Cognitive and functional testing consisted of the ADAS-Cog, CDR-SOB, Alzheimer Disease Cooperative Study ADL, and a memory composite defined as the sum of z scores from the Free and Cued Selective Reminding Test and immediate and delayed story recall69,70,71. Together cognitive and functional tests, CSF Aβ and Tau concentrations, and MRI measurements of WMHV and GMV are referred to as markers of AD progression.
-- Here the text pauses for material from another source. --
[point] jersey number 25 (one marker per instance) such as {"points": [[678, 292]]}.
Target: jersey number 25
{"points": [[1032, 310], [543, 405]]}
Cross sectional analysis was performed to assess group differences at baseline in age, cognitive status, and sex using chi squared tests or general linear models when appropriate. Change in GMV and WMHV were constructed as previously described13. In the first phase of analysis, to determine whether there were treatment-related changes in neuroinflammatory/immune/vascular markers over the 12 month treatment period, general linear modeling was performed in SAS v 9.4 to conduct repeated measures analysis of variance, with treatment group (insulin vs. placebo) as the independent factor and time (baseline vs. 12 months) as the within group factor, and with inclusion of the following covariates: baseline concentration of the analyte, cognitive diagnosis, age, ApoE4 status, baseline MMSE, and sex. Non-contributing covariates (p > 0.15) were dropped from the model. Following the identification of a significant time by treatment interaction, post hoc comparisons of least square adjusted means were conducted. In the second exploratory phase of analysis, Pearson’s r correlations were used to determine relationships between changes in neuroinflammatory/immune/vascular variables, and cognitive and AD biomarker changes separately for insulin and placebo groups. Due to the exploratory nature of the analyses, no corrections for multiple comparisons were applied, and all correlation p values < 0.05 were considered nominally significant. All correlations with p < 0.05 were then plotted in a heat map as shown in Fig. 3 to enable the appreciation of differences in correlation patterns between the insulin and placebo groups.